If bush camping is not your preference, three Caravan Parks are located in close proximity to the Town, for Designated Fossicking areas a Camping Permit is required although not enforced to any great degree. The most important points are not to camp on anybody else's Claim or Lease and not within the Town Boundary. The areas around Sapphire are preferred because of the easy access to water and facilities.
Where to Fossick
areas are located in and around the township; Rubyvale designated land, Reward, Middle Ridge, Scrub Head, Divide, and Tomahawk Creek. With the exception of Tomahawk Creek (42 Klm) all fields are reasonably close to the town.
Fossicking Method: Where to Dig
For the Beginner, the most important step is to identify a preferred area to dig. In designated fossicking areas, this is easily identified. The Queensland Department of Mines and Energy has designated tracks of land where Sapphire
can be found. Many fossickers who have been there previously have dug holes in productive areas. Choose a hole not occupied by others and clean it out or extend the hole leading toward virgin ground. To know if the hole is occupied, it is common practice to leave a bucket or similar in the hole. This is a well understood unwritten rule in this area.
At the face of the hole you will notice top soil which contains vegetation; the sub-soil that supports the top soil, and then a rubbly or friable band containing iron stones, small pebbles and maybe medium sized basalt rocks. This is known as the wash and is the remnants of an ancient creek or river bed. All of the above rests on a bed of clay. It is in the wash that the sapphire's are found. Experienced fossickers will readily identify the geology of the area and investigate other potential sapphire bearing wash.
Extracting the Sapphire
Extracting the sapphire relies on the principle that sapphire has a greater specific gravity e.g. is heavier for given size than all other stones except diamonds. The most common method is to remove the dust from the wash, clean the stones using the sieves and Willoughby, this is commonly known as the wet sieve method.
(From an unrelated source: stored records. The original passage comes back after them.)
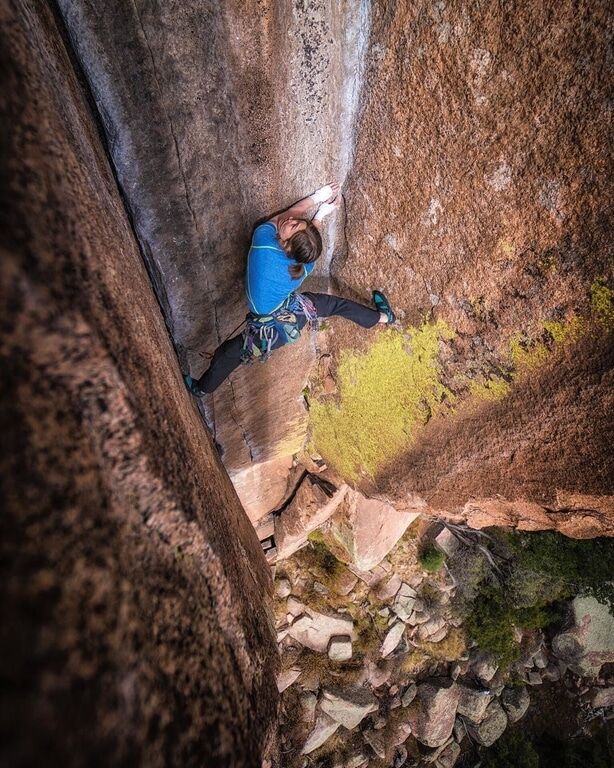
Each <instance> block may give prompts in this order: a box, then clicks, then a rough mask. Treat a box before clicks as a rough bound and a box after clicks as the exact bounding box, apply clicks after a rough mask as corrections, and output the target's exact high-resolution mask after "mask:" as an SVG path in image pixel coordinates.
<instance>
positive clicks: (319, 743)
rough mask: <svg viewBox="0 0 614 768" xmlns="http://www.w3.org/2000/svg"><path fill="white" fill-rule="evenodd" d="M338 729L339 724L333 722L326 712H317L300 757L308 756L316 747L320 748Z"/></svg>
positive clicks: (304, 744) (333, 721)
mask: <svg viewBox="0 0 614 768" xmlns="http://www.w3.org/2000/svg"><path fill="white" fill-rule="evenodd" d="M337 728H339V723H338V722H337V721H336V720H333V718H332V717H329V715H327V714H326V712H318V713H317V717H316V721H315V725H314V727H313V730H312V731H311V733H310V734H309V736H308V737H307V741H306V742H305V744H304V746H303V749H302V750H301V754H302V755H308V754H309V753H310V752H313V751H314V750H315V749H318V747H321V746H322V744H324V743H325V742H326V741H327V740H328V739H329V738H330V737H331V736H332V735H333V733H334V732H335V731H336V730H337Z"/></svg>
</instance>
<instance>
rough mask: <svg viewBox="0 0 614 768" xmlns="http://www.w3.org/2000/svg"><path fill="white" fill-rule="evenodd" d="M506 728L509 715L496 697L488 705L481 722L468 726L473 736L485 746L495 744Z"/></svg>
mask: <svg viewBox="0 0 614 768" xmlns="http://www.w3.org/2000/svg"><path fill="white" fill-rule="evenodd" d="M506 728H507V715H506V714H505V711H504V709H503V707H502V706H501V704H499V702H498V701H497V700H496V699H495V701H493V702H491V703H490V704H489V705H488V708H487V710H486V713H485V716H484V718H483V719H482V720H481V722H479V723H471V724H469V726H468V730H469V733H470V735H471V737H472V738H473V739H475V741H477V742H478V744H481V745H482V746H484V747H489V746H490V745H491V744H494V743H495V741H496V740H497V739H498V738H499V737H500V736H501V734H502V733H503V731H504V730H505V729H506Z"/></svg>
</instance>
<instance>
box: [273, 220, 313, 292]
mask: <svg viewBox="0 0 614 768" xmlns="http://www.w3.org/2000/svg"><path fill="white" fill-rule="evenodd" d="M279 239H280V241H281V244H282V247H283V249H284V250H285V252H286V253H287V254H288V256H289V257H290V258H291V259H294V261H298V264H291V265H290V266H289V267H288V271H289V272H290V275H291V276H292V277H294V278H297V277H301V276H302V274H303V264H311V262H313V261H316V260H317V259H318V258H319V256H320V254H321V253H322V237H321V236H320V233H319V232H318V230H317V229H316V227H315V226H314V225H313V224H312V223H311V222H310V221H306V220H305V219H286V221H284V222H283V224H280V226H279Z"/></svg>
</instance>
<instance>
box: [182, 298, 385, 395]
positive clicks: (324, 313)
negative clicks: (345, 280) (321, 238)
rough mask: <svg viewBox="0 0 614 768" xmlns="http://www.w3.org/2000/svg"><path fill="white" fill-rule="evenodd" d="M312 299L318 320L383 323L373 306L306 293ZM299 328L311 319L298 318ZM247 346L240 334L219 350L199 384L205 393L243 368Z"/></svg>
mask: <svg viewBox="0 0 614 768" xmlns="http://www.w3.org/2000/svg"><path fill="white" fill-rule="evenodd" d="M304 296H306V297H307V298H308V299H310V300H311V301H312V302H313V304H314V306H315V308H316V310H317V312H318V317H333V315H335V316H339V317H345V318H346V319H347V320H351V321H352V322H353V323H356V324H357V325H361V326H362V327H363V328H373V326H375V325H377V323H378V321H379V312H378V311H377V310H376V309H371V308H370V307H364V306H363V305H362V304H357V303H356V302H355V301H350V300H349V299H342V298H340V297H339V296H329V295H328V294H327V293H305V294H304ZM298 322H299V327H300V328H302V327H303V326H304V325H305V323H306V322H307V320H306V319H305V317H304V315H299V316H298ZM285 343H286V341H285V340H284V339H282V338H278V339H277V340H276V341H275V343H274V344H273V349H278V348H279V347H283V345H284V344H285ZM242 346H243V334H241V333H239V334H238V335H237V336H233V337H232V339H228V340H227V341H225V342H224V343H223V344H220V346H219V347H218V348H217V349H216V350H215V352H214V354H213V358H212V360H211V365H210V366H209V368H208V369H207V370H206V371H205V372H204V373H203V375H202V376H201V377H200V379H198V381H197V382H196V383H197V385H198V388H199V389H200V390H201V391H202V392H214V391H215V390H216V389H217V388H218V387H219V386H220V384H221V383H222V382H223V381H224V380H225V379H227V378H228V376H230V374H231V373H232V372H233V371H234V370H235V368H238V367H239V365H241V348H242Z"/></svg>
Once the stones are clean, flip the sieve upside down onto a hessian bag, or similar on a table positioned in the sunlight. Starting at the center, examine the washed stoned carefully for colour. The most likely colours will be blue, green, yellow, red and orange. Red and orange coloured stones will more than likely be zircon's. Examine the entire contents of each sieve keeping in mind that Star Sapphire's and other gemstones may also be found.
Most areas are serviced by reasonable gravel formed roadways and again depending upon where you wish to access, a conventional 2WD is adequate, however, some areas do require 4WD. Seek local advice if you are not sure, they are pleased to discuss the area and assist you with you stay. Tracks on the designated fields are easily seen and generally well worn. In our experience we have rarely selected 4WD. There are plenty of areas to dig within the range of conventional vehicles.